# eKYC Rekognition Custom Labels Training Pipeline

## Objective

The eKYC solution requires a Rekognition custom labels model to be trained. This is for the following purposes:

- Detection of document types
- Cropping out of the image backgrounds to improve accuracy of field extraction

To train the custom labels model, a sequence of calls must be made to the eKYC API.

## 1. Creating the Training Job

The first step is creating the training job by doing a HTTP POST to `/api/training/create`. This creates the training job in the database and provides an ID for calling other methods.

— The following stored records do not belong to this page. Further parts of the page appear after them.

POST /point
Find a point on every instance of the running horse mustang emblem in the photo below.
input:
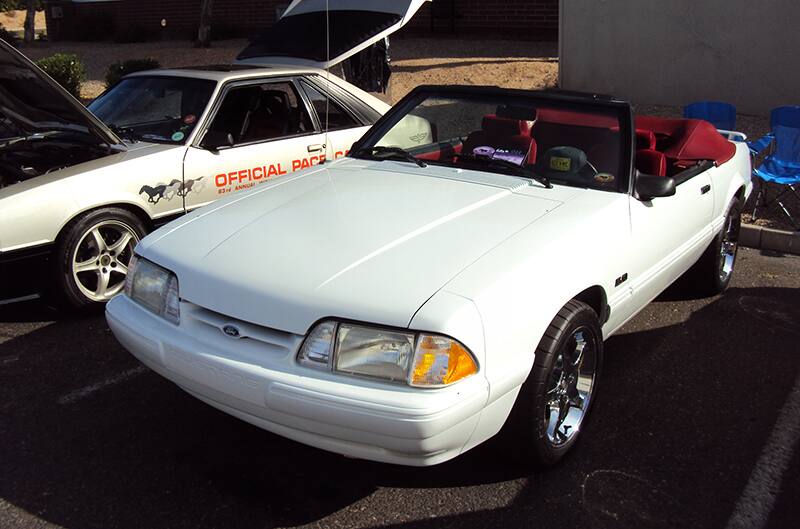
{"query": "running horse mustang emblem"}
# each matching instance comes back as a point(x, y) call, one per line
point(154, 194)
point(169, 191)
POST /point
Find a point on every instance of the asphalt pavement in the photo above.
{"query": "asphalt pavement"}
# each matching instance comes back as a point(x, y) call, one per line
point(696, 424)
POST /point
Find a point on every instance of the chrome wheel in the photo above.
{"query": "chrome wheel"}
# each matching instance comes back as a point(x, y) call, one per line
point(101, 258)
point(729, 246)
point(570, 386)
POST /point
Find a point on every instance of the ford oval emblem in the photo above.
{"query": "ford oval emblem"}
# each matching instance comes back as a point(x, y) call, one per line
point(231, 331)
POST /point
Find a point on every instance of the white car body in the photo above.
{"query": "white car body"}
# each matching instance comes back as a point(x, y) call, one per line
point(482, 257)
point(158, 182)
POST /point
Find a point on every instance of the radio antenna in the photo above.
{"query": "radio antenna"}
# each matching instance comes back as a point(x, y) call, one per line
point(327, 73)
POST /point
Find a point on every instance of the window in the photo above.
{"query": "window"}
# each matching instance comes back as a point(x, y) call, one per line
point(261, 112)
point(331, 115)
point(161, 109)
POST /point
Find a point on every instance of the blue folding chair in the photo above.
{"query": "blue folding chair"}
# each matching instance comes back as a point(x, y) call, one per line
point(781, 166)
point(721, 115)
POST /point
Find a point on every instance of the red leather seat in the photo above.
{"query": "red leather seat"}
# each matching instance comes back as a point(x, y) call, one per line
point(650, 161)
point(645, 139)
point(503, 133)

## 2. Uploading Images for Training

To upload images for training, call the `/api/training/url` with a HTTP GET request. This will provide a pre-signed URL where you can do a HTTP PUT for the images you want to use for training. For each image, you should call `/api/training/url` with the Job ID and the filename of the image. Do not reuse the same filename for the same job. 

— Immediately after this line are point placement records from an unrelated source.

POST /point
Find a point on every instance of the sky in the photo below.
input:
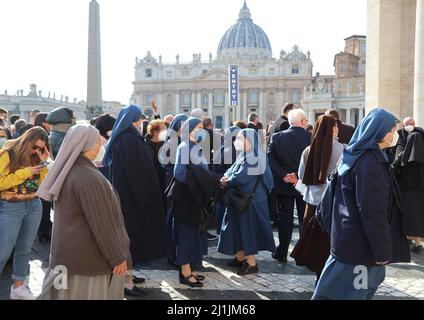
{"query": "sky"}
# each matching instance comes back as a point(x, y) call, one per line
point(45, 41)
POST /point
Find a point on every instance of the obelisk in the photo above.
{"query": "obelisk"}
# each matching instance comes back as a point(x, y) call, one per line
point(94, 74)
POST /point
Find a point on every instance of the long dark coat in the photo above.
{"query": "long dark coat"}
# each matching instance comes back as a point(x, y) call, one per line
point(134, 176)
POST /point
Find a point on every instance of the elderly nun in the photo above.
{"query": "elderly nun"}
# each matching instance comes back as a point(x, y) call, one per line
point(133, 174)
point(244, 234)
point(89, 244)
point(365, 229)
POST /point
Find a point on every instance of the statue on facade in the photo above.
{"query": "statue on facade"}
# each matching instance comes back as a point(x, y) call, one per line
point(361, 86)
point(33, 90)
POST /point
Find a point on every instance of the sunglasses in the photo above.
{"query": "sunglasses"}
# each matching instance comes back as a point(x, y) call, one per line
point(38, 148)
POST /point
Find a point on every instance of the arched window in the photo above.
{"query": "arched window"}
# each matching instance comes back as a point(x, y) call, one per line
point(218, 99)
point(186, 99)
point(253, 98)
point(295, 96)
point(271, 98)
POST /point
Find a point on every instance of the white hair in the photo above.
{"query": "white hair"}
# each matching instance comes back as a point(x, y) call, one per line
point(198, 113)
point(296, 116)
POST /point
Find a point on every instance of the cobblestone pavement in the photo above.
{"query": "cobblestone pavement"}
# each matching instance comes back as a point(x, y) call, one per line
point(274, 281)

## 3. Starting the Pipeline

The pipeline can be started by calling `/api/training/start`. Make sure you have a good number of images for each document type before starting the pipeline.

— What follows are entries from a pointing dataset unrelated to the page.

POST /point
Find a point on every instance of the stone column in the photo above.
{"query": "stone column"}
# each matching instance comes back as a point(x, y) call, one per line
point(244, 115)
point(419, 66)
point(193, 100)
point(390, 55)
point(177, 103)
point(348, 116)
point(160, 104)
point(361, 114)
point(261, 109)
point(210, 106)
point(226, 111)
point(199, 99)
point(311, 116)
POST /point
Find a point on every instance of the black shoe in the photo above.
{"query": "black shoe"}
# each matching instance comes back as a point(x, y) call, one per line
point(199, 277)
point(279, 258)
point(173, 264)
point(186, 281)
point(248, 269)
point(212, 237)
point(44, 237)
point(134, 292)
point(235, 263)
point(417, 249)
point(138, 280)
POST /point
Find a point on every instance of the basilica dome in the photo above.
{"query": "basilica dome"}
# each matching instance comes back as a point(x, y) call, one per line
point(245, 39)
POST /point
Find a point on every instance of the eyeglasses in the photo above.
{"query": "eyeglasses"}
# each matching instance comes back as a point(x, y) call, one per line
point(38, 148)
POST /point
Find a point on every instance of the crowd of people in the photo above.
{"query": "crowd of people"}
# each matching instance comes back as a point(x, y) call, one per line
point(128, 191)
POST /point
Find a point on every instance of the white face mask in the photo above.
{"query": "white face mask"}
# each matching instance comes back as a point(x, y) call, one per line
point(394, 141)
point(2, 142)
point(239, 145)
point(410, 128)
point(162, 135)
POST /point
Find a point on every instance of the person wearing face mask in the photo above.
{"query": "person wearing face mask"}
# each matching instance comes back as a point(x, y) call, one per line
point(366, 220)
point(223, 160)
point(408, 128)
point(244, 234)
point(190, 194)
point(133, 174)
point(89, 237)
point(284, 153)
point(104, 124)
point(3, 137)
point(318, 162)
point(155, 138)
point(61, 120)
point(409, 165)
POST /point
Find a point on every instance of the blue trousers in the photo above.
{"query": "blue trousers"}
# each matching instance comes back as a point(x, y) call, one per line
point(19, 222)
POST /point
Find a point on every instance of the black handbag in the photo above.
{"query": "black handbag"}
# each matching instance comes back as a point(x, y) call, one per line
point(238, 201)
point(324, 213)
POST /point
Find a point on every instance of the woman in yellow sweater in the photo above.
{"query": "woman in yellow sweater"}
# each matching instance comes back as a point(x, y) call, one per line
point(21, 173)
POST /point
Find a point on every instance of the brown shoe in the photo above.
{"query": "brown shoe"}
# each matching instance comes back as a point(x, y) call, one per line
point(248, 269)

Here is a sequence of calls that should be made:

![Pipeline Sequence](eKYC-Sequence-Training.png "Pipeline Sequence")

## 4. Labelling

The pipeline creates an Amazon SageMaker Ground Truth labelling job. You can use your own employees or an external vendor to assist with the labelling. The labelling task is to draw bounding boxes around the documents using the right document type. Click [here](https://docs.aws.amazon.com/sagemaker/latest/dg/sms-bounding-box.html) for more information.

## 5. Dataset Creation

Once labelling is complete, a Lambda function is triggered by EventBridge to commence dataset creation. This process can take a while. The Lambda function that is responsible for handling this is found in `packages/lambdas/GroundTruthJobHandler`.

## 6. Training

Once the dataset has been created, model training begins. Because there is currently no EventBridge support for Rekognition, a scheduled Lambda runs every 15 minutes to perform checking for datasets that have completed creation. This Lambda function can be found in `packages/lambdas/CheckRekognitionProject` The Lambda then starts up the model.

### 7. Deployment

Upon completion of training, the pipeline starts the Rekognition Project Version endpoint, which allows inference to be done.

**(Rekognition custom label projects accrue cost when running - make sure you stop the project version if you are not using it. The pipeline will NOT do this automatically for you.)**

![Pipeline Steps](eKYC-Sequence-TrainingSteps.png)